The grant to the Wildlife Conservation Society will be used to conduct applied research in three distinct ecosystems; integrate this research into local land use and planning; educate and train public, private and civic decision-makers about strategies to protect natural systems and counteract urban sprawl; and broaden public knowledge and participation in promising approaches to ecosystem protection.

"Our grant to the Wildlife Conservation Society reflects Doris Duke's interest in preserving the environment," said Joan E. Spero, president of the Foundation.

"We are committed to funding conservation initiatives that are based on sound science and research, employ market-based approaches and partnerships, and broaden public awareness and participation in environmental stewardship."

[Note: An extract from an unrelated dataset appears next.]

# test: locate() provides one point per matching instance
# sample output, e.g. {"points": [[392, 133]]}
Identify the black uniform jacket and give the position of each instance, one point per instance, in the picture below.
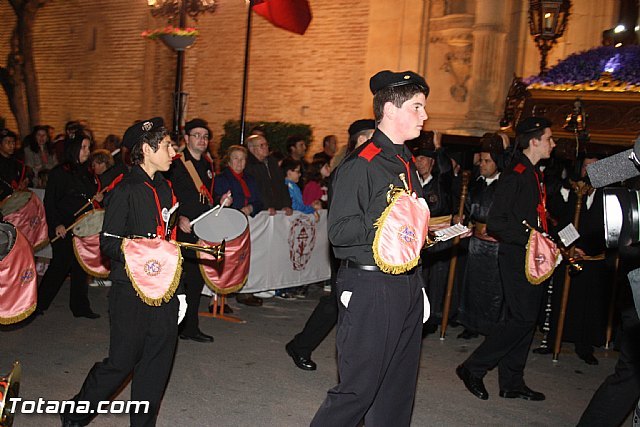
{"points": [[516, 199], [191, 204], [68, 189], [439, 191], [131, 211], [270, 178], [359, 194]]}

"This very generous gift of the Doris Duke Charitable Foundation will help insure the protection of a gallery of ecosystems that lie literally in the backyards of 20 million people," said William G. Conway, president and general director of WCS. "The time is now to safeguard these areas from uncontrolled development, using the best science available so that both people and wildlife can prosper."

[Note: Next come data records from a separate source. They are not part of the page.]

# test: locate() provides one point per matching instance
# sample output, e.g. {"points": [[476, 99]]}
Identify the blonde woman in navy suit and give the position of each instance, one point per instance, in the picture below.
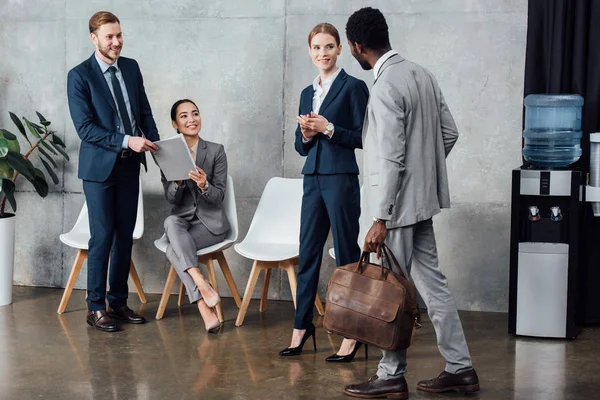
{"points": [[332, 110]]}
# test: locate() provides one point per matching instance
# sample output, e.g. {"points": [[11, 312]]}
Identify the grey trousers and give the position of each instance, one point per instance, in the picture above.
{"points": [[185, 239], [415, 248]]}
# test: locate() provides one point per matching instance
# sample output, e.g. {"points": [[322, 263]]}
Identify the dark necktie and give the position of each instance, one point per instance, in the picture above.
{"points": [[120, 101]]}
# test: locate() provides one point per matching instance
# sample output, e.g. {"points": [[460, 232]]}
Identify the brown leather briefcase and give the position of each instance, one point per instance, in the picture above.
{"points": [[372, 303]]}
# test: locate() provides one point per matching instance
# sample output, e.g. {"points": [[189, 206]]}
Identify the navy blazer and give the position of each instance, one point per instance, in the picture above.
{"points": [[344, 106], [95, 117]]}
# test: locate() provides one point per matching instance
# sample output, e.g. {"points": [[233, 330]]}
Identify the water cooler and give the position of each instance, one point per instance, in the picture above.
{"points": [[547, 214], [546, 217]]}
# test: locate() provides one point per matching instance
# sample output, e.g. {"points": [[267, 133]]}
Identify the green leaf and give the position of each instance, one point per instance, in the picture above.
{"points": [[18, 123], [19, 126], [50, 171], [8, 187], [58, 141], [3, 147], [40, 184], [31, 128], [41, 117], [50, 148], [7, 135], [61, 151], [48, 156], [5, 170], [21, 165]]}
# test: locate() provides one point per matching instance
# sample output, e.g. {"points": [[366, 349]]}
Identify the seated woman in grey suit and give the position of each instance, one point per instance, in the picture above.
{"points": [[197, 219]]}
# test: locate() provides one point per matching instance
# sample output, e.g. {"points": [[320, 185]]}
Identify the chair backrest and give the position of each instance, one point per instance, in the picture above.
{"points": [[231, 210], [277, 217], [82, 225]]}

Doris Duke, who died in 1993, bequeathed the bulk of her estate to the Foundation. The mission of the Doris Duke Charitable Foundation, which was established in 1997, is to improve the quality of peoples' lives by protecting and restoring the environment, seeking cures for diseases, and nurturing the arts.

With more than $1.4 billion in assets, the Doris Duke Charitable Foundation is among the largest philanthropies in the United States. The Foundation has awarded approximately $48 million in grants in 1998.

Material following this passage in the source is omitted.